Without this basic connection, humanity as a species is doomed and the Earth
is in peril. Even though there are many who are aware of the gravity of what is
occurring and are working to turn the tide around, as you and Paco say, it may
well be too late.
NOTE: Russ, I have been mentally and emotionally grappling with the
question you have posed for the last two weeks. It has led to several intense
conversations in our household about the nature of what is occurring in the
world today. I am sure that my brain synapses are all tangled up as a result of
all this reflection and conversation.
When I first read the SOTD, there were some aspects that struck me as
first impressions. As I began to write about these impressions, the words
came together as thoughts trying to respond in an organized and coherent
manner. But then something happened when I began to “see” into the
question. I saw the garden image and that led the words in a different
direction. After writing about the garden image, what I wrote seemed too
simplistic a notion for addressing the dark complexity of what is occurring in
the world now. Yet, the metaphor seemed to plant itself in me, so I followed
up with some preliminary research.
I began by reading a couple of articles in a Parabola issue that is
focussed on the garden theme. One article was about alchemy and the garden,
while another is focussed on the imaginal world and the garden. There are
several more articles to read with varied perspectives on the garden in
spiritual traditions. I also found some information on the Internet regarding
books on the garden and soul, and the garden and individuation, on the L.A.
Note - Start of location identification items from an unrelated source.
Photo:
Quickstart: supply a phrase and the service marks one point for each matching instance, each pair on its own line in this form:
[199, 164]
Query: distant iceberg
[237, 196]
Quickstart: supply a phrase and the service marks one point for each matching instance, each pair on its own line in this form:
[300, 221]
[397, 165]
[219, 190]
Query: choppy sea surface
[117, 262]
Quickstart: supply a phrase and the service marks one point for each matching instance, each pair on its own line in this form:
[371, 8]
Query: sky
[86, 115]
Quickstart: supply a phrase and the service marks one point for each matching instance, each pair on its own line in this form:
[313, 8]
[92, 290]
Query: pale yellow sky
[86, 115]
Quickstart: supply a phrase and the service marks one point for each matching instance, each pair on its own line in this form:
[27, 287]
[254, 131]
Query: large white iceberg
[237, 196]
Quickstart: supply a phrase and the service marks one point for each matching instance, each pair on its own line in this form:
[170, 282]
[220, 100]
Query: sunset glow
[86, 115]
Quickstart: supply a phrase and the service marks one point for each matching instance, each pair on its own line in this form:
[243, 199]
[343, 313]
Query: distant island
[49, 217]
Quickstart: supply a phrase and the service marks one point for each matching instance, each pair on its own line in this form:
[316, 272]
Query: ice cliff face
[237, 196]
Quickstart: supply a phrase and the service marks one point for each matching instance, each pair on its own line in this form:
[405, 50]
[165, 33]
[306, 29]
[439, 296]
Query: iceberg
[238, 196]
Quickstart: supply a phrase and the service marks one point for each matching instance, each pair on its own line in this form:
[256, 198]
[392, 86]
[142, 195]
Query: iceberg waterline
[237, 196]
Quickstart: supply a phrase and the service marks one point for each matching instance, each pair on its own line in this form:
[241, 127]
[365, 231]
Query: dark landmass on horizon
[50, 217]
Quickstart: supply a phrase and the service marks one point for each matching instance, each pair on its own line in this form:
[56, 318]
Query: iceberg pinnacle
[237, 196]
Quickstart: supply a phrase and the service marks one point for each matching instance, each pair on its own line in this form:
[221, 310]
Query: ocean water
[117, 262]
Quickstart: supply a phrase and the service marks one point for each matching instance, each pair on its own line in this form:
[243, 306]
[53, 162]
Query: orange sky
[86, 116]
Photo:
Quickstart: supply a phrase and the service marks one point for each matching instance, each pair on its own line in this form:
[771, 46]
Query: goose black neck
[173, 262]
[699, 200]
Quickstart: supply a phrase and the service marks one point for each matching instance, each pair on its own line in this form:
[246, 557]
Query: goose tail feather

Jung Institute site. It seems that the garden is connected to the great
archetype of life. So there is great potency in this image on various levels.
I had been working on a response to your post on “synchronic
coalescence” when I received the SOTD writing. Because of its strong impact
on me, I decided to respond to it first. So I will be back tracking to the first
post and most likely connecting it to what I have written here.